In a relief for borrowers at the start of the holiday season, the government announced on Friday night the waiver of interest on interest for loans of up to Rs 2 million regardless of whether the moratorium was applied or not.
The Department of Financial Services issued operational guidance in the context of the Supreme Court’s direction to implement the interest exemption scheme, which is likely to cost the Treasury 6.5 billion rupees.
On October 14, the high court ordered the Center to implement “as soon as possible” the exemption of interest on loans of up to 2 million rupees under the RBI moratorium scheme in view of the COVID-19 pandemic, saying that the The common man’s Diwali is in the hands of the government. .
According to the guidelines, borrowers can use the scheme on specific loan accounts during a period from March 1 to August 31, 2020.
“Borrowers who have loan accounts that have sanctioned limits and an outstanding amount not to exceed Rs 2 crore (sum of all facilities with credit institutions) on February 29 will be eligible for the scheme,” he said.
According to the eligibility criteria mentioned in the guidelines, accounts must be standard as of February 29, which means they must not be non-earning assets (NPA).
Home loans, education loans, credit card fees, auto loans, MSMEs, durable consumer loans, and consumer loans are covered by the plan.
Under the scheme, credit institutions will credit the difference between compound interest and simple interest with respect to eligible borrowers in the respective accounts for said period, regardless of whether the borrower made full or partial use of the moratorium on repayment of the loan. announced by the RBI. on March 27, 2020.
The scheme is also applicable to those who did not take advantage of the moratorium scheme and continued with the repayment of loans.
Credit institutions after crediting the amount will claim reimbursement from the central government.
Hearing the matter on October 14, the Supreme Court noted that it was concerned about how the benefit of the interest exemption would be awarded to borrowers and said that the Center had made a “welcome decision” in noting the plight of the man. common, but the authorities have not issued any order on the matter.
“Something concrete must be done,” said a bank headed by Judge Ashok Bhushan, adding: “The benefits of exemptions for borrowers of up to 2 million rupees should be implemented as soon as possible.”
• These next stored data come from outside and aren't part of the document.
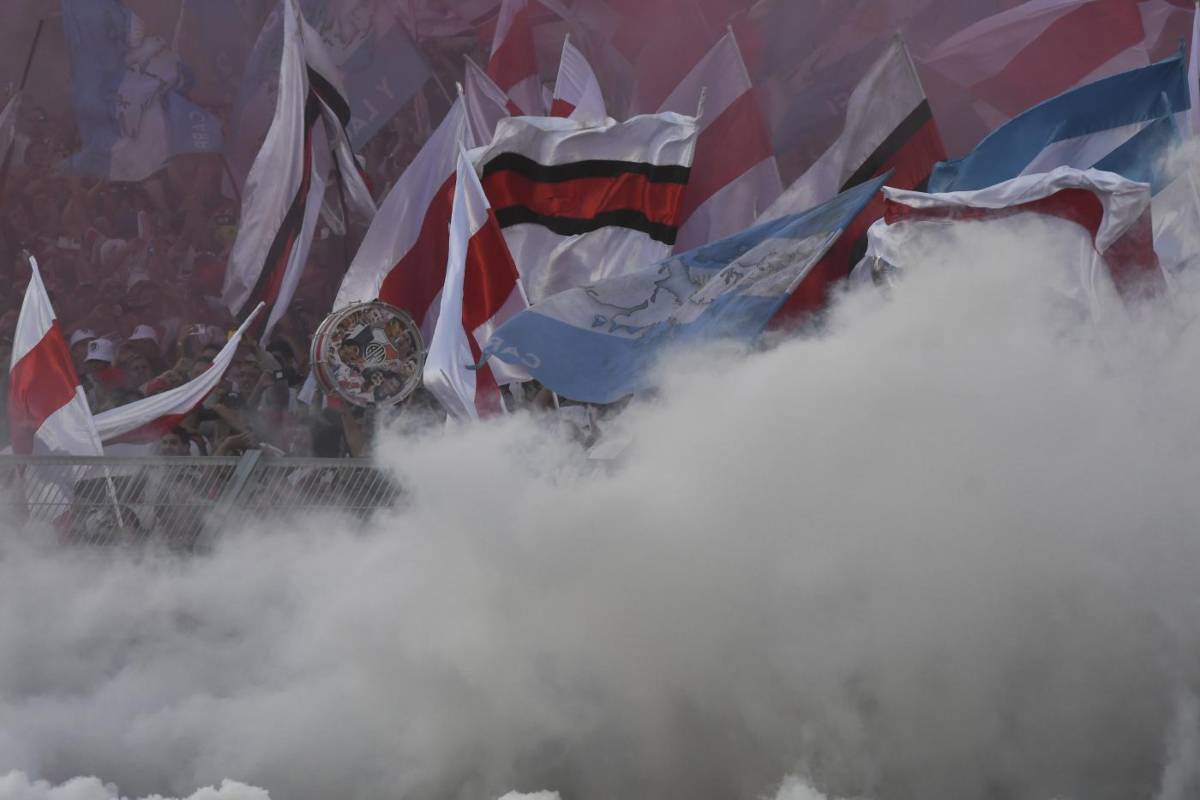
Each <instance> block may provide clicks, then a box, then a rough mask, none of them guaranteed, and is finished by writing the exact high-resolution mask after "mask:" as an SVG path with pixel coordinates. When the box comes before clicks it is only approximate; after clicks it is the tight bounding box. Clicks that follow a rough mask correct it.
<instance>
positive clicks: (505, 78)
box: [487, 0, 546, 115]
mask: <svg viewBox="0 0 1200 800" xmlns="http://www.w3.org/2000/svg"><path fill="white" fill-rule="evenodd" d="M535 2H536V0H504V2H503V4H502V5H500V18H499V19H498V20H497V23H496V36H494V37H493V38H492V56H491V59H488V61H487V74H488V76H490V77H491V78H492V80H494V82H496V85H497V86H499V88H500V90H503V91H504V94H506V95H508V96H509V112H510V113H511V114H514V115H522V114H532V115H540V114H544V113H545V112H546V108H545V103H544V102H542V96H541V80H540V79H539V78H538V50H536V49H535V48H534V41H533V16H534V12H535V11H536V10H535V8H534V5H533V4H535Z"/></svg>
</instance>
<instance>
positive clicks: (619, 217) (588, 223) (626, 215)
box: [472, 114, 696, 302]
mask: <svg viewBox="0 0 1200 800" xmlns="http://www.w3.org/2000/svg"><path fill="white" fill-rule="evenodd" d="M695 149H696V119H695V118H691V116H683V115H680V114H656V115H646V116H635V118H634V119H631V120H629V121H626V122H616V121H613V120H608V121H607V122H606V124H604V125H594V126H586V125H582V124H580V122H576V121H574V120H566V119H560V118H552V116H542V118H533V116H514V118H510V119H506V120H500V124H499V126H498V127H497V130H496V138H494V139H493V140H492V144H491V146H488V148H486V149H484V150H481V151H479V152H473V154H472V157H473V158H474V160H475V163H476V164H478V167H479V168H480V170H481V173H482V181H484V191H485V192H486V193H487V199H488V200H490V201H491V204H492V206H493V207H494V209H496V217H497V218H498V219H499V222H500V227H502V228H504V239H505V240H506V241H508V243H509V249H510V251H511V253H512V257H514V259H515V260H516V264H517V269H518V270H520V271H521V278H522V283H523V284H524V288H526V291H527V293H528V295H529V299H530V300H532V301H534V302H539V301H541V300H545V299H546V297H548V296H551V295H552V294H556V293H558V291H563V290H565V289H572V288H575V287H580V285H584V284H587V283H592V282H595V281H599V279H601V278H605V277H610V276H613V275H620V273H624V272H629V271H631V270H636V269H638V267H642V266H646V265H647V264H653V263H655V261H658V260H660V259H661V258H664V257H666V255H667V254H668V253H670V252H671V247H672V245H673V243H674V241H676V235H677V233H678V223H679V209H680V204H682V201H683V196H684V190H685V188H686V187H688V178H689V174H690V168H691V160H692V156H694V154H695Z"/></svg>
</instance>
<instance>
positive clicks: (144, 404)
mask: <svg viewBox="0 0 1200 800" xmlns="http://www.w3.org/2000/svg"><path fill="white" fill-rule="evenodd" d="M263 307H264V303H259V305H258V307H257V308H254V311H252V312H251V313H250V315H248V317H247V318H246V321H244V323H242V324H241V326H240V327H239V329H238V330H236V331H235V332H234V335H233V336H230V337H229V339H228V341H227V342H226V343H224V347H222V348H221V350H220V351H218V353H217V354H216V356H214V359H212V366H210V367H209V368H208V369H205V371H204V372H203V373H202V374H200V375H198V377H197V378H193V379H192V380H190V381H187V383H186V384H184V385H181V386H176V387H175V389H170V390H168V391H164V392H161V393H158V395H151V396H150V397H144V398H142V399H139V401H134V402H132V403H127V404H126V405H119V407H118V408H114V409H110V410H108V411H103V413H101V414H97V415H96V417H95V425H96V432H97V434H98V435H100V439H101V441H102V443H104V444H106V445H109V444H146V443H151V441H157V440H158V439H160V438H162V437H163V434H166V433H168V432H169V431H170V429H172V428H174V427H175V426H178V425H179V423H180V422H181V421H182V420H184V417H186V416H187V415H188V414H191V413H192V411H193V410H196V409H197V408H198V407H199V405H200V403H203V402H204V398H205V397H208V396H209V392H211V391H212V390H214V389H216V386H217V384H220V383H221V379H222V378H223V377H224V373H226V371H227V369H228V368H229V365H230V363H233V359H234V355H236V353H238V347H239V345H240V344H241V339H242V336H244V335H245V333H246V331H247V329H250V326H251V324H252V323H253V321H254V318H256V317H257V315H258V314H259V312H262V311H263Z"/></svg>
The high court, which released the matter for hearing on Nov. 2, told advocates for the Center and the banks that “Diwali is in your hands.”
The Center recently told the high court that going beyond tax policy decisions already made, such as waiving compound interest charged on loans of up to Rs 2 crore during a six-month moratorium period, can be “detrimental”. for the general economic scenario. , the national economy and banks cannot assume “unavoidable financial constraints”.
The high court is hearing a series of petitions that have raised issues related to the announced six-month loan default period due to the COVID-19 pandemic.
The bank, which also includes Judges RS Reddy and MR Shah, said that when authorities have decided something, it should be implemented.